A fair reading and review of the contents of the affidavit clearly compel the conclusion that the contributions of the trustee consisted in the main of his selecting the best personnel whose services it could engage for the task at hand; and to oversee the prompt resolution of problems for the benefit of the beneficiaries of the trust; and to advise those beneficiaries of the progress of the administration of the estate.

In contesting this award, the Trustee cites In re Estate of Seabrook, 127 N.J. Super. 135 (App.Div.1974), noting that the court there found that in administering an estate in which the pains, trouble and risk were average, a rate of half the statutory 5% maximum -- or 2 1/2% to 3 1/2% -- was appropriate. Id. at 140, 316 A.2d 698. The court in Seabrook agreed with the Chancery judge that the services rendered were largely caretaking and that although some oversight of the business operations was necessary, the executorial trouble was minimal. In addition, the corporate executor was largely immune from liability. Because of the "average" nature of the pains, trouble and risk involved, the court affirmed an award of 2 1/2% corpus commission. Although Judge Lowengrub's award of 2% was not particularly generous we cannot say that it constitutes a manifest abuse of discretion which would warrant interference by this court. The fee was based on Judge Lowengrub's conclusions that the Trustee was largely immune from liability, and that much of the Trustee's work consisted of finding others to manage the trust property. These conclusions, which distinguish this case from In re Bloomer, 43 N.J. Super. 414 (App.Div.1957), find support in the record and must be affirmed.

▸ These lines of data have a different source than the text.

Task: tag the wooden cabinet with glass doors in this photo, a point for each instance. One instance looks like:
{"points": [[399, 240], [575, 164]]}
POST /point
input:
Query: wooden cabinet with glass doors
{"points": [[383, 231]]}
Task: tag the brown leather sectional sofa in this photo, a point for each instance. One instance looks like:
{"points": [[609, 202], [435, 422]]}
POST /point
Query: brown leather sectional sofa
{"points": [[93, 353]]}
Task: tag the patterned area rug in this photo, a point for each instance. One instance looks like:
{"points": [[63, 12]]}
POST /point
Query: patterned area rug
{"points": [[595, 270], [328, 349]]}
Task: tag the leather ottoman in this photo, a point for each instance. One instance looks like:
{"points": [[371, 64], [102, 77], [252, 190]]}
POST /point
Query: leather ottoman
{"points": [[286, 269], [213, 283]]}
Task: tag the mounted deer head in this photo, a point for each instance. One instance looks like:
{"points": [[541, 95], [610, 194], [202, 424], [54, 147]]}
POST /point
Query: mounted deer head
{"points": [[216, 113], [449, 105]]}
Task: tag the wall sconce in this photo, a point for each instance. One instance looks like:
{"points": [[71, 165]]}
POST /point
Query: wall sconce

Finally, we hold that the Trustee is not entitled to compensation for services rendered after the termination of the trust. The Stipulations, which it contends authorize additional compensation if the court awards less than $1,348,962 merely

[207 NJSuper Page 40]

state that the Trustee may apply for such commissions, not that it is absolutely entitled to them. As with corpus and income commissions in general, any amount of extra compensation rests in the discretion of the trial judge.